Brouwer et al.’s Cochrane review underscored that while valgus HTO improves pain and function, high-quality head-to-head comparisons (versus UKA or nonoperative care) remain scarce—reinforcing the heterogeneity and limited trial depth in this space []. In a meta-analysis, Gandhi et al. reported UKA was more likely than HTO to yield good/excellent results (with a trend toward better survivorship), whereas gait velocity was similar—again illustrating that cross-study differences in indications and technique color pooled estimates []. Current-concepts syntheses by Dettoni et al. and Rodríguez-Merchán highlight modest advantages for UKA in pain/function in some series but emphasize that neither UKA nor HTO is categorically superior when indications are respected [,]. Early comparative cohorts by Broughton et al. and Weale et al. favored UKA over HTO on proportions of good outcomes and long-term revision burden, but these historical series also reflect older implant eras and (often) closing-wedge techniques [,].
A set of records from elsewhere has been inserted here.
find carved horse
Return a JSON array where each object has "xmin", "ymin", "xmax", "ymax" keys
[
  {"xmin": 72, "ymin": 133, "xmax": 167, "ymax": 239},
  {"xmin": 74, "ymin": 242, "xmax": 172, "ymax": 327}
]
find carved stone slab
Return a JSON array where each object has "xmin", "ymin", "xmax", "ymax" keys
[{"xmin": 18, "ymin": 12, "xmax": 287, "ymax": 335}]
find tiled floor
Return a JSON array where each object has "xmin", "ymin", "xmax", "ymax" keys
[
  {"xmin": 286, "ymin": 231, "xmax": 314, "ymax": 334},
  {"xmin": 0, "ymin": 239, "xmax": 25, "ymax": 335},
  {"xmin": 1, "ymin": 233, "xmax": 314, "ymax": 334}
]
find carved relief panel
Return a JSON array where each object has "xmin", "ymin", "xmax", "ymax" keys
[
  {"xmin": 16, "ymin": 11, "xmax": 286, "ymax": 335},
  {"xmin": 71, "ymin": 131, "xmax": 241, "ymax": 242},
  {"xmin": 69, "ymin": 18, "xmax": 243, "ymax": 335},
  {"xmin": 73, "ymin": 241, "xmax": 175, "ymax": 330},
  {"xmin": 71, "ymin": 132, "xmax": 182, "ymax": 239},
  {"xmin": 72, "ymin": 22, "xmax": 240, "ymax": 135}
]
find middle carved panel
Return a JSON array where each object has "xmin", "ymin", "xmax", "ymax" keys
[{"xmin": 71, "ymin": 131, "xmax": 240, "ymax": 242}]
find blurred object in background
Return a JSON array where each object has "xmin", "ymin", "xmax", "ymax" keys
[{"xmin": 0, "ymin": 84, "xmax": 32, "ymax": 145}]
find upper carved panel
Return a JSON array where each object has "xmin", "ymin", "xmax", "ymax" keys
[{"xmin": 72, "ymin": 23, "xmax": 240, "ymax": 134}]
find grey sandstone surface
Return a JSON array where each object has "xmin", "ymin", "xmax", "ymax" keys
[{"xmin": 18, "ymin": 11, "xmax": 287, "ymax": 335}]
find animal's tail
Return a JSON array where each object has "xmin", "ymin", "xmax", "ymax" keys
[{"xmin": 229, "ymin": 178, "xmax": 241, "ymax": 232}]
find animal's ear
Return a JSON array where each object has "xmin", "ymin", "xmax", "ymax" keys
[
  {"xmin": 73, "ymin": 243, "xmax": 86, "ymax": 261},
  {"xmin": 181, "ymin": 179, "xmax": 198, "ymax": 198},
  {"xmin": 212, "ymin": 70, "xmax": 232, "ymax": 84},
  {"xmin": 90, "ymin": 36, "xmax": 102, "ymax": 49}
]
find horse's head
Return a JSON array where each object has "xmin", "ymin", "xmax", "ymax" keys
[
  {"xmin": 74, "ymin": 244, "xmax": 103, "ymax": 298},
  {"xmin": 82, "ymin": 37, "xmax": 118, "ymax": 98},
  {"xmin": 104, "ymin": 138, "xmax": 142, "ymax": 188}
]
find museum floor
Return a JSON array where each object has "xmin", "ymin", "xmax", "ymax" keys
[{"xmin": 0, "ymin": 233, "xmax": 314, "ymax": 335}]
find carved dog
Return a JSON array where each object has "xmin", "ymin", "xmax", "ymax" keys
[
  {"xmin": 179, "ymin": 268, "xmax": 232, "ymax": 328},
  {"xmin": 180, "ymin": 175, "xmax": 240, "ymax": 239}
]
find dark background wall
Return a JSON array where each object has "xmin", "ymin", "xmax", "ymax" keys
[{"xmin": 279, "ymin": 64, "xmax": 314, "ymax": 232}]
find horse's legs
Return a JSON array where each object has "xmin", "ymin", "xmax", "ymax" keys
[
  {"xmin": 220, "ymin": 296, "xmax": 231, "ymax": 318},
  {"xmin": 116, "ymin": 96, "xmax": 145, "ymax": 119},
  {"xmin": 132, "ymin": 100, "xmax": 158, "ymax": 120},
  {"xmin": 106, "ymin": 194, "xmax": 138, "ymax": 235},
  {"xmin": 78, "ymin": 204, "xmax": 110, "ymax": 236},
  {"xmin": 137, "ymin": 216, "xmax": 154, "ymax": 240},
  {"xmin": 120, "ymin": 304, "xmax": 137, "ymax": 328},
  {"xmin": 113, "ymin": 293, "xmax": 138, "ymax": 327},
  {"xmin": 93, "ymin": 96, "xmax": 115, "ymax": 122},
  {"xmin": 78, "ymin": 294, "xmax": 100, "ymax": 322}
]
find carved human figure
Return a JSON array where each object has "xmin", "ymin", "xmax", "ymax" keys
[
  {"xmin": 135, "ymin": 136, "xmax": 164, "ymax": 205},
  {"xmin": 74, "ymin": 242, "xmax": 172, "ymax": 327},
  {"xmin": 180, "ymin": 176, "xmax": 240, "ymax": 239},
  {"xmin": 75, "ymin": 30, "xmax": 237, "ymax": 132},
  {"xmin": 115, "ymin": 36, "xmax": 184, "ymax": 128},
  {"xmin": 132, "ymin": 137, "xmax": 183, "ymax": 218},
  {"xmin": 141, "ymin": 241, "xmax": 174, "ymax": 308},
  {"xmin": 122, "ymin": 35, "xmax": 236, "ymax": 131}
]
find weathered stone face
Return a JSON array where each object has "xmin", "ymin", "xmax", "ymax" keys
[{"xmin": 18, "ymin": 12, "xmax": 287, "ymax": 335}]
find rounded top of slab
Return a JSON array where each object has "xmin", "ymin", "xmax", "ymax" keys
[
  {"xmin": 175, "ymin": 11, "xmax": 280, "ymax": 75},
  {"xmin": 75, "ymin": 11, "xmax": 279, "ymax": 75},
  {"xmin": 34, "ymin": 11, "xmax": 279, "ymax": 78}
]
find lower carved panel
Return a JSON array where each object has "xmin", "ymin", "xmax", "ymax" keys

3.2. High Tibial Osteotomy (HTO): Durability, Correction Fidelity, and Safety Profile

3.2.1. Durability

Long-term series confirm that appropriately indicated HTO can deliver durable symptom relief and defer total knee arthroplasty (TKA) for many years. In a contemporary 20-year closing-wedge cohort, Constantin et al. reported survivorship (failure = arthroplasty or revision HTO) of 88% at 5 years, 77% at 10 years, 63% at 15 years, and 44% at 20 years; in pre-defined “ideal candidates” (<55 years, BMI < 30, lower baseline pain), 20-year survivorship reached 62%, with KOOS Pain ≈ 91 and 97% satisfaction among survivors []. Classic large cohorts by Hui et al. and Flecher et al. likewise show ~79–80% 10-year and ~54–85% 15–20-year survival depending on case mix and technique [,]. Survivorship is selection-sensitive: age ≥ 55 and BMI ≥ 30 approximately double failure hazards in multivariable models []. In young–middle-aged adults, OWHTO corrects malalignment with meaningful short-term clinical gains and low early failure (~6%); posterior tibial slope (PTS) rises modestly, and most complications are minor (e.g., hardware irritation) []. Long-horizon cohorts from Coventry et al. and Naudie et al. similarly report ~75–90% 5–10-year survivorship, with younger age, better preoperative motion, and maintenance of valgus correction as key determinants [,]. Technique-driven series (e.g., Billings et al.) document excellent knee scores and low major complications after calibrated closing-wedge HTO with straightforward conversion to TKA when needed, whereas earlier work (e.g., Berman et al.) demonstrates gradual functional decline over 10–15 years, underscoring the importance of precise correction and selection [,]. After MOWHTO, survivorship was ~99% at 5 years and ~76% at 7.5 years, with older age and limited postoperative flexion predicting inferior outcomes; most complications were minor and manageable []. In Yapici et al. (504 MOWHTOs), 10-year survivorship was ≈ 95% despite many minor events and few surgery-requiring complications (~3%); planned correction was achieved in ~75%, highlighting alignment accuracy as a driver of longevity [].
Hence, HTO can postpone TKA for a decade or more; durability hinges on patient selection (younger age, lower BMI, better pre-op function) and accurate valgus maintenance.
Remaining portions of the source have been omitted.